One time I was a bridesmaid at a wedding. Once the church bit was over, we boarded the rickety van to the reception, a long distance from the church. A quarter way into the journey, the van broke down. Try as they did; no one could repair it. By 5pm, we were asked to disperse and go home. After spending the whole day fixing a dead engine, the bridal party didn’t get to the wedding. I was angry, hungry, and bitter. See? Murphy.
Many years later, I kept counting the numerous application letters I sent without a reply— the enthusiastic potential employers who never called me back.
I was mad at God for all these, even my scanty hair and misaligned tooth. I mean, He could have at least given me well-aligned teeth! I was asking for much.
Turning point
I want to tell you that a specific moment changed my mindset, but I don’t remember it. One day, I was just done looking at God as a malicious, sadistic being out to get me. I started counting the little things that were going well for me. I had (and still have) a beautiful family and a wonderful husband I love to annoy. I have two gorgeous daughters, one of whom God snatched from the jaws of death on the day she was born. She was a goner, this one. When I was wheeled into theater for the CS, her heart had stopped beating. By God’s invisible hand, she lived! I don’t know how they never told me, but I know she came out purple and panting for air, but she lived! He’s a good God.

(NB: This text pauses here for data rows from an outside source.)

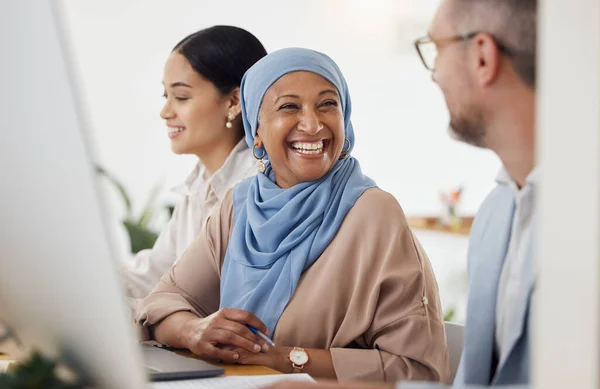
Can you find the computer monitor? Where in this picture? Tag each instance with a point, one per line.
(59, 286)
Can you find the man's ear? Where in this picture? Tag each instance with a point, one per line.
(487, 58)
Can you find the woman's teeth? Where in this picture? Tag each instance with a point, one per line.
(308, 148)
(175, 130)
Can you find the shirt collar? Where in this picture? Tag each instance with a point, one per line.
(503, 178)
(220, 181)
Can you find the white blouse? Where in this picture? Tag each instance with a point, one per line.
(200, 194)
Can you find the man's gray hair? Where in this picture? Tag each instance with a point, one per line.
(512, 23)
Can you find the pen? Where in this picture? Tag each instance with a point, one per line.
(261, 335)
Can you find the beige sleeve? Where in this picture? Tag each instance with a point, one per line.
(193, 283)
(405, 338)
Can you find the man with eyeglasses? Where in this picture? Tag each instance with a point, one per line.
(481, 53)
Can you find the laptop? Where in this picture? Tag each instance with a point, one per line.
(59, 287)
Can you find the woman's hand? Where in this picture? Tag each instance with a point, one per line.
(276, 358)
(224, 334)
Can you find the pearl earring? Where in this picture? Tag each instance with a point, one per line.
(230, 117)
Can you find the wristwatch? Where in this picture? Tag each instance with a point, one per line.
(299, 358)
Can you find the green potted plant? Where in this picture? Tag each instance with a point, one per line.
(141, 235)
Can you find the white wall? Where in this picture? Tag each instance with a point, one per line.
(567, 331)
(399, 114)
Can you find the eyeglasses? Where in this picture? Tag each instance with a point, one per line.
(428, 48)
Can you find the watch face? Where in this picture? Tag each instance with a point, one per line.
(299, 357)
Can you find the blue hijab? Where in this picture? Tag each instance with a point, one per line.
(279, 233)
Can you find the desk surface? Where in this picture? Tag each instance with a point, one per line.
(230, 370)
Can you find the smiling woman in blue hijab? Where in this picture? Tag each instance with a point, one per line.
(309, 252)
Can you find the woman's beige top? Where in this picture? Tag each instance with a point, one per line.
(371, 298)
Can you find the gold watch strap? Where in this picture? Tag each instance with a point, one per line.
(297, 368)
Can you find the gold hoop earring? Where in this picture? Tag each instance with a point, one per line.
(261, 162)
(230, 117)
(345, 150)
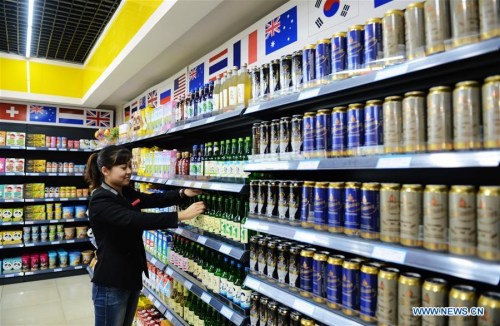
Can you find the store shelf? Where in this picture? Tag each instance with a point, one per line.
(218, 245)
(303, 305)
(468, 268)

I have held a job that allowed me to work from home for five years. I’m not too fond of the rat race that is modernity today — waking up running to jobs we hate to pay for a house we seldom get to live in. I desired to be a work-from-home and be there for my kids. When I held an office job, a colleague asked everyone about their ambition. Amid many “To be a CEO one day, to grow my own company” answers, I said mine was “To bring up Godly children.” I sounded stupid, even to myself.
I beat myself up later for not coming up with a more intelligent, executive answer. But that was my deepest desire. It still is. A couple of years later, God gave me a job that allowed me to be there for my children in all their milestones. There were a few strands of grumbling since money was tight, but my heart was complete, and my kids were happy.

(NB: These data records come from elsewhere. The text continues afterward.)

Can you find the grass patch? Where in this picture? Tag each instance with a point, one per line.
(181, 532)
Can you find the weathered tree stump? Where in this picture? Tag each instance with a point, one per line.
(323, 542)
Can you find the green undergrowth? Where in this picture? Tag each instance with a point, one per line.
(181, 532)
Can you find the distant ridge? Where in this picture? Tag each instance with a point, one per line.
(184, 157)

I’m now focusing on being grateful, praying over everything every time, and remembering ,“The earth is the LORD’s, and everything in it, the world, and all who live in it…” That includes landlords. And KRA.
I quit grumbling and focused on what was going well. Recently, I saw God literally walk ahead of us as a family, opening impossible doors and allowing people to bless us in ways they didn’t know we were desperate for.
I have been broke, more broke than an unlucky gambler. We have had to downscale as a family and move to a smaller house because the bills list was longer than a graduation booklet. I have a sickness that looks like I’ll live with forever. My lymphatic system gave up on me a while ago, and I now live with lymphedema on my left foot. I have tried everything short of planting a seed in some fake pastor’s church for healing. Nothing.
Despite all these, I have seen a surreal provision; I’m reeling from God’s goodness. Life is hard; life looks bleak sometimes, especially at the end of the month. Your bills may be giving you palpitations like mine are, but none of these have taken God by surprise. He’s not seated on the golden throne reading Tuko News and asking Gabriel, “Kwani, what’s happening in Kenya?”
He’s not a malicious or sadistic God. The focus is not on me. I’m not the star of this show that is my life. God is. And HE is good. Full stop. You can trust Him.
I’m now focusing on being grateful, praying over everything every time, and remembering ,“The earth is the LORD’s, and everything in it, the world, and all who live in it…” That includes landlords. And KRA.
HE is good, I will continue to trust Him.